Monitor Red Hat Gluster Storage With Datadog | Datadog

Monitor Red Hat Gluster Storage with Datadog

Author Thomas Sobolik

Published: February 17, 2021

Red Hat Gluster Storage is a distributed file system, built on GlusterFS and operated by Red Hat for Linux environments. With its focus on scalability, low cost, and deployment flexibility across physical, virtual, and cloud-based environments, organizations use Gluster Storage in a variety of high-scale, unstructured data storage applications.

Datadog now integrates with Red Hat Gluster Storage, so you can get comprehensive visibility into the health of your clusters and their constituent nodes, volumes, and bricks.
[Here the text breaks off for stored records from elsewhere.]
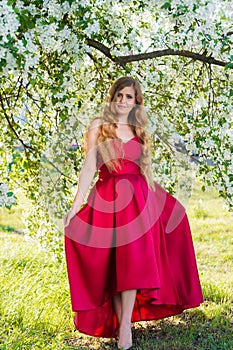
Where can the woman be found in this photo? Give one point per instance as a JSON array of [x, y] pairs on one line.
[[129, 249]]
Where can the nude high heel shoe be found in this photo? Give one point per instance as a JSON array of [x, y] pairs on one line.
[[129, 344]]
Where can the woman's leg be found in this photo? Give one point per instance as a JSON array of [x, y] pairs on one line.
[[117, 306], [127, 304]]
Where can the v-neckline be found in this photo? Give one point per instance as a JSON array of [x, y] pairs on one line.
[[127, 140]]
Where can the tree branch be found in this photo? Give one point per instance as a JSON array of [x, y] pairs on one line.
[[154, 54]]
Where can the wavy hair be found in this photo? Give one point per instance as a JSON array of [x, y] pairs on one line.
[[137, 120]]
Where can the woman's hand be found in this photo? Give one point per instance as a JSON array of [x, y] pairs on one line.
[[69, 216]]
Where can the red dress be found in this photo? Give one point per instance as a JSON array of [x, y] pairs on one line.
[[129, 237]]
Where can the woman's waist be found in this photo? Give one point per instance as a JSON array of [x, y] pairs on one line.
[[128, 168]]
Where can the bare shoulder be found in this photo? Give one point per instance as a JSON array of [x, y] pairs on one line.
[[94, 125]]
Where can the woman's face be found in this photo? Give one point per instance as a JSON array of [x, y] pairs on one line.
[[125, 100]]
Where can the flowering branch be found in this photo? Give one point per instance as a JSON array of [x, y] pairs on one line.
[[154, 54]]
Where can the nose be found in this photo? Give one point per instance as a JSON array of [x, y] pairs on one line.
[[123, 99]]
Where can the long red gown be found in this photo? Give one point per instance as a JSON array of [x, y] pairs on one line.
[[129, 237]]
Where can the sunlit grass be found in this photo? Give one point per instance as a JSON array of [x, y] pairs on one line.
[[35, 311]]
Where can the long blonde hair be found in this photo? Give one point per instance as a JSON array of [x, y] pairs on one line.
[[137, 120]]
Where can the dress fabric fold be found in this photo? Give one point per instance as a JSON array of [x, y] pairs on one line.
[[128, 236]]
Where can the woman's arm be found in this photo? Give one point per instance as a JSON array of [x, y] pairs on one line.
[[87, 172]]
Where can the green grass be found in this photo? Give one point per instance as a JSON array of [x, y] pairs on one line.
[[35, 311]]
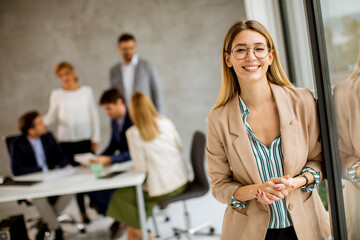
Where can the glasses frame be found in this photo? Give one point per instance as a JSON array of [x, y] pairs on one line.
[[247, 52]]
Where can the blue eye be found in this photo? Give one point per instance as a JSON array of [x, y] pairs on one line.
[[240, 50]]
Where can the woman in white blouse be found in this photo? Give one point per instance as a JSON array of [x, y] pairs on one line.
[[74, 109], [155, 148]]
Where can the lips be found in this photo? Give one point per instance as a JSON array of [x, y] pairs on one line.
[[251, 68]]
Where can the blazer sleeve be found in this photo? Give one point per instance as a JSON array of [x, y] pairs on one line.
[[315, 160], [221, 176], [94, 118], [137, 152], [51, 115], [156, 91], [18, 157]]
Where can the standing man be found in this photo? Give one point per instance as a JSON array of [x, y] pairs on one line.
[[135, 74]]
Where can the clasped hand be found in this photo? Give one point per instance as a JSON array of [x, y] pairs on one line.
[[275, 189]]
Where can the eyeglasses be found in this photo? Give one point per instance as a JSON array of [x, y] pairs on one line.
[[260, 51]]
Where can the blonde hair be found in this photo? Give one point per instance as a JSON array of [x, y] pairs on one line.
[[143, 114], [65, 65], [229, 83]]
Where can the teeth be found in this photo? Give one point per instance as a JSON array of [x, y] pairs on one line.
[[251, 68]]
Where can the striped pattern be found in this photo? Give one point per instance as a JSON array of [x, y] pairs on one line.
[[270, 164]]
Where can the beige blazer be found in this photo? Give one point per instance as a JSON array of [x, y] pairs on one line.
[[160, 158], [231, 164]]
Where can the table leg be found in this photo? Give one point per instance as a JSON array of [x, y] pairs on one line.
[[142, 213]]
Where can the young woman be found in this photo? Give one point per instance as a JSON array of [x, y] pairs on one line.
[[263, 145], [155, 148], [73, 106]]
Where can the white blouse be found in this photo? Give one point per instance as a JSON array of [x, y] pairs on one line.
[[76, 114], [160, 158]]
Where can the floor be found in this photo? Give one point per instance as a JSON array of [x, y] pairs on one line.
[[202, 210]]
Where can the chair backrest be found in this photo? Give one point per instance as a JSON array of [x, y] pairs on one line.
[[198, 160]]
The integration ingests key metrics from Red Hat Gluster Storage’s gstatus command line tool, as well as cluster logs, allowing you to monitor, alert on, and correlate data for your Gluster file system alongside telemetry from the rest of your stack. Once you’ve enabled the integration, our out-of-the-box dashboard visualizes health and disk usage metrics for the objects in your cluster, providing a high-level overview of your deployment’s health.

Use Datadog’s out-of-the-box Red Hat Gluster Storage dashboard to get a top-level view of your cluster's health.

Scale out smartly

A primary feature of Red Hat Gluster Storage is its ability to scale linearly without loss of performance. It uses an elastic hashing algorithm to locate files instead of a traditional metadata server, which often becomes a performance bottleneck and a central point of failure as systems scale out. Red Hat Gluster Storage clusters are comprised of volumes that are abstracted across nodes and form what’s called the shared storage pool. As your volumes fill up, you’ll need to consider expanding the shared storage pool by adding more more nodes to your cluster (and potentially more volumes, as your nodes-per-volume grows). With Datadog, you can monitor the available disk space and the percentage of space used across your volumes to determine if you need to scale out your file system.
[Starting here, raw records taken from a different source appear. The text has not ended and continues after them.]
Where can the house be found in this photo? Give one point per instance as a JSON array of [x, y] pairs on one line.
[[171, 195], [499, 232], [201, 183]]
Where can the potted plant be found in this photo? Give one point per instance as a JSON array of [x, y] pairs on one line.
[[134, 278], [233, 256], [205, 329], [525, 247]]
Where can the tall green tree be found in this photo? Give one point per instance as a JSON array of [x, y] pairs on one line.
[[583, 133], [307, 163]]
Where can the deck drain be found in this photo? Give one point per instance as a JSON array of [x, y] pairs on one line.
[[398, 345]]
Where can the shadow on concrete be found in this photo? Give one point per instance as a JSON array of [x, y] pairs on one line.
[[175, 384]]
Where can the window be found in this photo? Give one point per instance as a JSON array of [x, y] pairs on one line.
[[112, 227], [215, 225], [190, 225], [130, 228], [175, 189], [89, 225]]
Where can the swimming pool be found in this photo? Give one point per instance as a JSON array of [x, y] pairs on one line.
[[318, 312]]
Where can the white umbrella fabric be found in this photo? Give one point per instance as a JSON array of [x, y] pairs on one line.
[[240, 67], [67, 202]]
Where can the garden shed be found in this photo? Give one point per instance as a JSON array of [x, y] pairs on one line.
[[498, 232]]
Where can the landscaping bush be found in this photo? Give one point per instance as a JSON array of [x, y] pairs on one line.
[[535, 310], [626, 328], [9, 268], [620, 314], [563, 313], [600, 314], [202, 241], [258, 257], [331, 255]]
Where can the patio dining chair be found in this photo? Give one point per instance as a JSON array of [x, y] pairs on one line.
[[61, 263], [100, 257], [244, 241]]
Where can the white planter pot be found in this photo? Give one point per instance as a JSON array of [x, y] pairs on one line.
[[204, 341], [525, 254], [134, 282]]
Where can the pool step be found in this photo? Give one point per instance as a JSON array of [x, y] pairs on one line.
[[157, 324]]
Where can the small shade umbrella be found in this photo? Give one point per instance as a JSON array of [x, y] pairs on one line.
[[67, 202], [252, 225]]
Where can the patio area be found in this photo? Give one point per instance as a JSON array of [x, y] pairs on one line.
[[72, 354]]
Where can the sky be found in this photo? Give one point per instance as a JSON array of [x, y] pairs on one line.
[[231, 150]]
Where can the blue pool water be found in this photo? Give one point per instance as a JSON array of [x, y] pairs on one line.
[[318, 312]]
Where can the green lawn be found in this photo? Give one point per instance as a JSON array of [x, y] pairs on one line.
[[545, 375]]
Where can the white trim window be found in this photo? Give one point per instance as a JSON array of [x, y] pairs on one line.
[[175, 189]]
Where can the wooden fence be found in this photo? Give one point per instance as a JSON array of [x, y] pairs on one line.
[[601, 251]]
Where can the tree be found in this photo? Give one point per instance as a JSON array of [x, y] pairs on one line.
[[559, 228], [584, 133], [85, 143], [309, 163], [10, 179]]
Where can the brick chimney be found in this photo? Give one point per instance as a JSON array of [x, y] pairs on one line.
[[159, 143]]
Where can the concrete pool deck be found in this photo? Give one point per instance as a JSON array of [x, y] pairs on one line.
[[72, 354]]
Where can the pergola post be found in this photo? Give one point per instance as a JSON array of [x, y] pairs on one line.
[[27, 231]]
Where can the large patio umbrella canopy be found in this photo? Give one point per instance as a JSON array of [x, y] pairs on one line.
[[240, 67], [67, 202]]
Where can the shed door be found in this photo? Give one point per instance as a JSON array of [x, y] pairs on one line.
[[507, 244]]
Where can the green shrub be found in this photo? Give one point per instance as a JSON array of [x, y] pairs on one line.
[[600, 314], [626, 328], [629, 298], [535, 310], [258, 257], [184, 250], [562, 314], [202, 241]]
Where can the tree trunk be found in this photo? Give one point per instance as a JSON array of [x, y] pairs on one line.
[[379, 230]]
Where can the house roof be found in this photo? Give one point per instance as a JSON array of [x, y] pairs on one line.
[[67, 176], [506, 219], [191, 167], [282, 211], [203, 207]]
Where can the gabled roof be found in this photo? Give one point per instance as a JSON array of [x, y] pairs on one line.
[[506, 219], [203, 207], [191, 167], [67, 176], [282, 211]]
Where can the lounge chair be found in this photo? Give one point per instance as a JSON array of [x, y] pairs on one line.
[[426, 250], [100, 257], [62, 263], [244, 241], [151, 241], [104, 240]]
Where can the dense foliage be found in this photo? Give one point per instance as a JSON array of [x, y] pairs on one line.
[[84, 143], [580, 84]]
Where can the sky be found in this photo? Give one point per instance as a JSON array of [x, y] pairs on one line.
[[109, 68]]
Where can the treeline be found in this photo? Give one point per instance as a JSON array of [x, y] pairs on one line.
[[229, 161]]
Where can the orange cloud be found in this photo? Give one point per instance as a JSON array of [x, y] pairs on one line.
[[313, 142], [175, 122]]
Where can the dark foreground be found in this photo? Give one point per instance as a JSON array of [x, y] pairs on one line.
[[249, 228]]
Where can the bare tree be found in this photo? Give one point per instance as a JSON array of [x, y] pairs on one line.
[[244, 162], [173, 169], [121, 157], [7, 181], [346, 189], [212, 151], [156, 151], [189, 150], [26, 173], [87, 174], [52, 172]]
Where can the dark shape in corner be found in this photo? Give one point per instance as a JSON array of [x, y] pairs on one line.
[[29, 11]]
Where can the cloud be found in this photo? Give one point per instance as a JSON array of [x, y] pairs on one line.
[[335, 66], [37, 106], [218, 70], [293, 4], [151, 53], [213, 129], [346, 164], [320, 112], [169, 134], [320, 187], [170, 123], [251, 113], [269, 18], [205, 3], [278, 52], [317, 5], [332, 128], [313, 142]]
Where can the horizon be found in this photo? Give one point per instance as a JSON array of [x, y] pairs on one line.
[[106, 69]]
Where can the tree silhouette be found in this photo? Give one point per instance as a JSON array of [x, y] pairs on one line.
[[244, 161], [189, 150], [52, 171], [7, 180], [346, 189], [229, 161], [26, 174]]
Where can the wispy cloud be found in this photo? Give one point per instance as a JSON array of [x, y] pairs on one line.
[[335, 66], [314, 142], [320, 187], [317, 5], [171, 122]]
Track the disk usage of your volumes, as well as the brick size, to determine if your configuration is optimal for the dataset.
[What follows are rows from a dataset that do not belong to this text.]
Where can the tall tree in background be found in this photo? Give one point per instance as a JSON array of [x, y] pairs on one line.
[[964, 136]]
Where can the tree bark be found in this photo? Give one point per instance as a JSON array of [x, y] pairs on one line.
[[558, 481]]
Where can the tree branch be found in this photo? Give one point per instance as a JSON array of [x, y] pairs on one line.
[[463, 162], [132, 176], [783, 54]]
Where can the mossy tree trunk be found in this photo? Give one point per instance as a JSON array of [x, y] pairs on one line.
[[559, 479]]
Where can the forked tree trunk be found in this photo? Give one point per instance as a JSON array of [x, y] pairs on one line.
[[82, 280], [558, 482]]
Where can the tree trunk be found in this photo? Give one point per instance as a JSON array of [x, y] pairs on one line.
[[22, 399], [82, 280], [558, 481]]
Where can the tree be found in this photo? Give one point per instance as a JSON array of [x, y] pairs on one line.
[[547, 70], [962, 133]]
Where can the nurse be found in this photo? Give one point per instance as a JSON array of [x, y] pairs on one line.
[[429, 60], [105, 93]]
Volumes in the cluster’s shared storage pool are made up of bricks distributed across the nodes. Each brick is represented as an export directory in that node’s file system. In most configurations, Red Hat Gluster Storage automatically sets the brick size according to the capacity of your cluster nodes. Depending on the complexity of your data (i.e., the range in size between different data elements), you may need to adjust the brick size to ensure availability and performance.

Monitoring metrics such as how much space is in use (brick.size.used) and how much space is available (brick.size.free) across your bricks helps you track when an adjustment is necessary. Correlate these metrics with error logs from your nodes to determine if clients are trying to write items that exceed the brick size.

Monitor the brick size of your cluster to determine if an adjustment is required.

In order to stay ahead of possible space issues, you can set forecast alerts to warn you in advance when your bricks and volumes are about to fill up, so your team can step in early.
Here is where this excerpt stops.